Paulinho não é mais prefeito e seu grupo político foi derrotado
no município, hoje governado por Zé Délio (DEM).
“Precisamos de representatividade: a diretoria da AGM deve ser composta por atuais prefeitos com mandato”, diz o prefeito.
Outra reclamação dos gestores diz respeito ao uso político da entidade: para eles, a AGM ficou “excessivamente” ligada aos políticos tucanos, que a comandaram nos últimos anos – o que naturalmente prejudica a AGM, já que o PSDB foi uma das legendas que mais se atrofiaram nas duas últimas eleições.
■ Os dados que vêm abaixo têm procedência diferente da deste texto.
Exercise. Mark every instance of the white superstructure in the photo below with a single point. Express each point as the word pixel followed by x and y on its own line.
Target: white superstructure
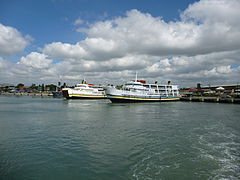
pixel 135 91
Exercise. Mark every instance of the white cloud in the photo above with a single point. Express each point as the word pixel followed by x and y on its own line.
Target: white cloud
pixel 36 60
pixel 203 46
pixel 11 41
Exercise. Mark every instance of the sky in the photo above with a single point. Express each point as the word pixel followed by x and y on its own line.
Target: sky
pixel 107 42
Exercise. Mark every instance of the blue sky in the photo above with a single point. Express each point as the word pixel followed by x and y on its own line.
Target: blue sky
pixel 105 41
pixel 53 20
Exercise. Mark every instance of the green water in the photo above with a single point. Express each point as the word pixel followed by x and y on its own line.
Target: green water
pixel 57 139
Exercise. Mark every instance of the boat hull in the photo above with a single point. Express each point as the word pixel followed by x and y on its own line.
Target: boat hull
pixel 69 95
pixel 136 99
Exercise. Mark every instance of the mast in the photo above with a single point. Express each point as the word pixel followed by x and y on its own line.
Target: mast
pixel 136 77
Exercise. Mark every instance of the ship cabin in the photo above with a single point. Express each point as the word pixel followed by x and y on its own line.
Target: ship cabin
pixel 164 90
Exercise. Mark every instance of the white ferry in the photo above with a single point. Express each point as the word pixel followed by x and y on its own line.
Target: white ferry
pixel 139 91
pixel 84 91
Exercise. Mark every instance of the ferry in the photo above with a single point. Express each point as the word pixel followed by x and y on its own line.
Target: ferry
pixel 84 91
pixel 140 91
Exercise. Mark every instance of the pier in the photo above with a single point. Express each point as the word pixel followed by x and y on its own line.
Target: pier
pixel 212 99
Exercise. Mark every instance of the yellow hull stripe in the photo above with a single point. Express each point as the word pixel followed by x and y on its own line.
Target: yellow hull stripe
pixel 125 97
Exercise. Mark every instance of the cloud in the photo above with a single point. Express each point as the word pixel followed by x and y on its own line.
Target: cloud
pixel 11 41
pixel 36 60
pixel 203 46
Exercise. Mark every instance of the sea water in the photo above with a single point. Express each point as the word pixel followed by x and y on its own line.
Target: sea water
pixel 48 139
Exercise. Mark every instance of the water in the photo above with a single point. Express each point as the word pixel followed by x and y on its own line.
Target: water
pixel 47 138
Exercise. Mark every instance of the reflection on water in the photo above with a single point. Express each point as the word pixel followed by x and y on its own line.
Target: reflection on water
pixel 45 138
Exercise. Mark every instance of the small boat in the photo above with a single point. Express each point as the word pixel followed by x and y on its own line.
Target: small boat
pixel 140 91
pixel 84 91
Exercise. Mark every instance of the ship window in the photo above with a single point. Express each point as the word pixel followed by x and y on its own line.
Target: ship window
pixel 153 87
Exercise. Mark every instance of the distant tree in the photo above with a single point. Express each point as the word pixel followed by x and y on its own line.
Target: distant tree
pixel 34 87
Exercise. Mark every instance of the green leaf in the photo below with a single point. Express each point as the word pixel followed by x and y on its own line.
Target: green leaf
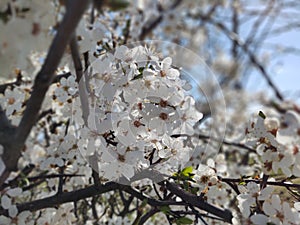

Para permanecer no comando da AGM, Paulinho, segundo os prefeitos, teria usado de um expediente que na época chegou a ser questionado: no ano passado, ainda com mandato, ele antecipou as eleições através de uma mudança no estatuto da instituição e se candidatou. Desta forma, Paulinho ficaria até março de 2022 no comando da entidade, mesmo sem ser prefeito.
Conforme os afiliados indignados, apenas dez prefeitos assinaram a mudança, mas destes, oito deixaram os comandos dos municípios.